Exercise is good for the body and mind, reducing stress, boosting physical fitness and even helping to alleviate certain medical problems. But as we get older or experience certain long-term illnesses, our tolerance to exercise often decreases, fostering inactivity and thus associated declines in heart and metabolic health.

Encouragingly, a new study has suggested that in the future, it might be possible to reduce exercise fatigue and thus allow people to glean its beneficial effects, something that has become of increased importance in light of our aging population. As described in Cell Metabolism, scientists from Duke University have detailed an enzyme system that provides muscles with access to energy reserves during exercise, thus optimizing energy use.

Importantly, dietary supplementation with a substance that boosts the activity of this system allowed mice to exercise for longer, but the researchers caution that it’s far too early to extrapolate this data for humans.

The enzyme at the center of this system is called cartinine acetyltransferase (CrAT), which is located in our cell’s tiny, sausage-shaped powerhouses, the mitochondria. CrAT’s job in energy metabolism is to catalyze the reversible exchange of fatty acid groups between the metabolic molecules coenzyme A and cartinine, facilitating the production or breakdown of a molecule called acetylcartinine. While this much was known, its role in exercise was unclear.

To find out more, the team genetically engineered mice to lack the gene for CrAT, but only in skeletal muscle. The team then examined their performance on a tiny treadmill when compared with normal mice, which revealed that the CrAT deficient mice tired much faster than the controls during exercise, regardless of the type of exercise test they were enduring. This led the researchers to conclude that when muscles start to reach exhaustion, they begin to use acetylcartenine as a resource for the molecules needed to fuel energy-making reactions.

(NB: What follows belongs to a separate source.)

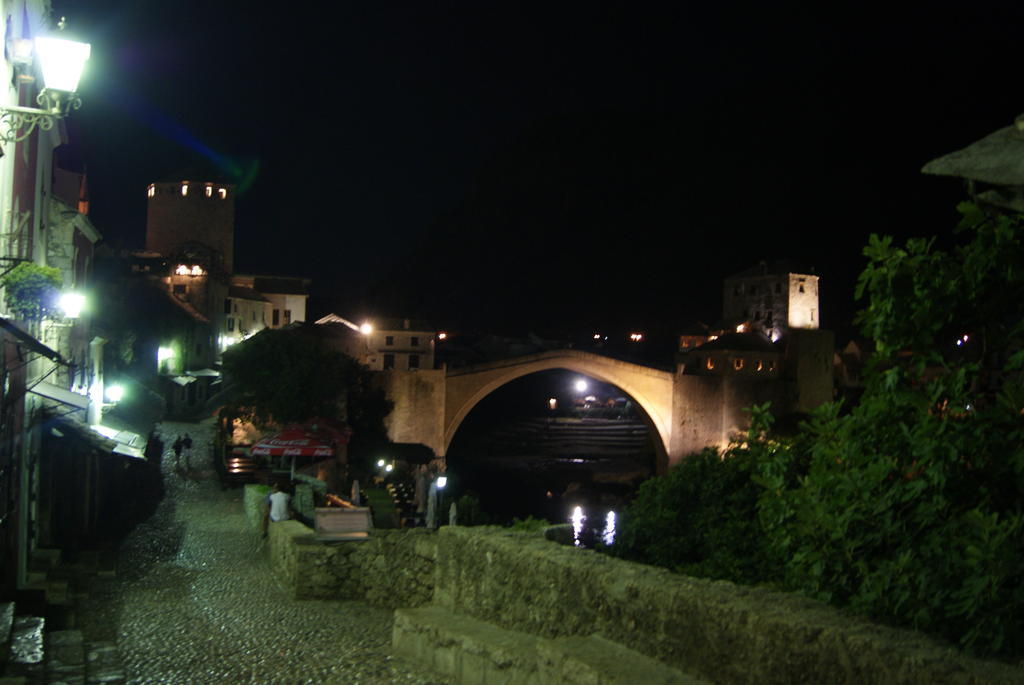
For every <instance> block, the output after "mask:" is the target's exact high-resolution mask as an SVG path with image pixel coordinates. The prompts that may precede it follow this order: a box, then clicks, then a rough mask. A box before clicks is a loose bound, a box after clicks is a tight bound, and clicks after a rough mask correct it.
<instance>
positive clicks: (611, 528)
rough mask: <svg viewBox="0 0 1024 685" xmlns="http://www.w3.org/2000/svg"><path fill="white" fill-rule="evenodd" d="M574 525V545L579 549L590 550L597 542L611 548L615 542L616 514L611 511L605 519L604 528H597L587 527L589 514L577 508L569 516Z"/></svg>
mask: <svg viewBox="0 0 1024 685" xmlns="http://www.w3.org/2000/svg"><path fill="white" fill-rule="evenodd" d="M569 521H570V522H571V523H572V544H573V545H574V546H577V547H585V548H590V547H593V546H594V543H595V542H596V541H600V542H601V544H602V545H605V546H610V545H612V544H614V542H615V512H613V511H609V512H608V513H607V514H606V515H605V517H604V527H603V528H596V527H592V526H588V525H587V514H586V513H585V512H584V509H583V507H580V506H577V507H574V508H573V509H572V514H571V515H570V516H569Z"/></svg>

To examine the possibility of enhancing this process by increasing the availability of acetylcartenine, the researchers added it to muscle tissue isolated from the limbs of mice and then stimulated them to examine how long it took to reach fatigue. Tissue from control mice took longer to tire out when given acetylcartenine, but no effect was observed in samples lacking the CrAT gene.

Taking this one step further, the scientists then added cartenine supplements to the diets of both control and CrAT-deficient mice over a 4-week period. As anticipated, exercise tolerance increased in the control mice, but not the genetically engineered animals. All in all, the results suggest that activity of the CrAT system is needed for optimal exercise performance.   

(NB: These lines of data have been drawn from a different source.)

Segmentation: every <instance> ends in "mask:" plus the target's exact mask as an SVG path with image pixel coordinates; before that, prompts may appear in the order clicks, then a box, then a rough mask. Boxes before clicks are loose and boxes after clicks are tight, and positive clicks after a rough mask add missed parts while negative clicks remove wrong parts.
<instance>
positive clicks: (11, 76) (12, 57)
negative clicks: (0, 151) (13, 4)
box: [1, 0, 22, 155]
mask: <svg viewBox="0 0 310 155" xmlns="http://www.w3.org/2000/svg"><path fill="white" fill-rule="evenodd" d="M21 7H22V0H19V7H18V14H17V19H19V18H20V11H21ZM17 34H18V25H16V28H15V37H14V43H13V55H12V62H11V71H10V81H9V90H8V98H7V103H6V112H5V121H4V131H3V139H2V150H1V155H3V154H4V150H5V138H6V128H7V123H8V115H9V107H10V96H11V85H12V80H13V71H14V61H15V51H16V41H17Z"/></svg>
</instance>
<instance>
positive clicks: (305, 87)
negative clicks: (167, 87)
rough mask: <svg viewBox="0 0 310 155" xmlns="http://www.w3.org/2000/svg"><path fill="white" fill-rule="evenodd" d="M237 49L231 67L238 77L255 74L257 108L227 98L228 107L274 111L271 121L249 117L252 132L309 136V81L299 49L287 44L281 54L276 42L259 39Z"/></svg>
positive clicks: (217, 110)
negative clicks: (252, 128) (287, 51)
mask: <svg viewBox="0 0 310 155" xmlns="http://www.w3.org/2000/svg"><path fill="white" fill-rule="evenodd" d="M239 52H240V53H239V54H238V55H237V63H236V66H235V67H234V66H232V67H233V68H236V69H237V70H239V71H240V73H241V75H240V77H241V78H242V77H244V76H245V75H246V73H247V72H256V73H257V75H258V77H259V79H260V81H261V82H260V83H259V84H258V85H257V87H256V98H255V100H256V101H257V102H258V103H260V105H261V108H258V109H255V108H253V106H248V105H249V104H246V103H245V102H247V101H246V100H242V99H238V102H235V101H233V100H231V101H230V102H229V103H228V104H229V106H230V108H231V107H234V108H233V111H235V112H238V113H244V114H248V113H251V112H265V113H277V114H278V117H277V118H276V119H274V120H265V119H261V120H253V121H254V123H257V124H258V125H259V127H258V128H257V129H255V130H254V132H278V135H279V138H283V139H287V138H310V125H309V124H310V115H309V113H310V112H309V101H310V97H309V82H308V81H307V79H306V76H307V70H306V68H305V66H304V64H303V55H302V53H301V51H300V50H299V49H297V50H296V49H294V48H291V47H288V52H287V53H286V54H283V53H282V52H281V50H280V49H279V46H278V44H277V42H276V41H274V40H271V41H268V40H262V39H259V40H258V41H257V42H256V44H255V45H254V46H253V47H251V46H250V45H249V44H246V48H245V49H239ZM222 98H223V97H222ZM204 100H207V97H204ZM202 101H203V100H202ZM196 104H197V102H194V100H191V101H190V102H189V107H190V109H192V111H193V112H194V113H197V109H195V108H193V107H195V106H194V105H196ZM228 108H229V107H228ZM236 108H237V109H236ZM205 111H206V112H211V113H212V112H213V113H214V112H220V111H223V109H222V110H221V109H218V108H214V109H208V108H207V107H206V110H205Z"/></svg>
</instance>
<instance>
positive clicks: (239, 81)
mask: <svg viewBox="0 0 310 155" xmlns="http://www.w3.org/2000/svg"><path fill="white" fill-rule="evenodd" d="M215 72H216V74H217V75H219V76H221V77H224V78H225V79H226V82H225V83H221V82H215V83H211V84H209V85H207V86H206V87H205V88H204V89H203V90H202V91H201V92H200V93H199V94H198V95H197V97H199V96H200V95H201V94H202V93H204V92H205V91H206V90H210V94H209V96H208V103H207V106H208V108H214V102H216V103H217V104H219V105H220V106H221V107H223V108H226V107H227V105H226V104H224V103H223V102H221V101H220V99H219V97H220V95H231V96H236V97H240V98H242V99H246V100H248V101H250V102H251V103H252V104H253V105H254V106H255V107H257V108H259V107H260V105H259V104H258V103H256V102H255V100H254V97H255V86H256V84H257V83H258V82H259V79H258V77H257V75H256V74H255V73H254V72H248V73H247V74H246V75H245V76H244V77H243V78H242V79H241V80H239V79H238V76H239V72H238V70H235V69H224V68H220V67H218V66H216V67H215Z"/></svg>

Although we can’t genetically engineer people to be CrAT-deficient to demonstrate the same effects in humans, the researchers were able to gain support for their findings by discovering that individuals who exercise a lot possess more CrAT in their muscles than controls. However, despite what they found in mice, it’s still too early to tell whether cartenine supplementation can exert the same beneficial effects in humans.

“This work is not meant to imply that everyone should be taking cartenine supplements,” senior author Deborah Muoio said in a statement. “We need to consider underlying genetics, lifestyle factors and acquired conditions.”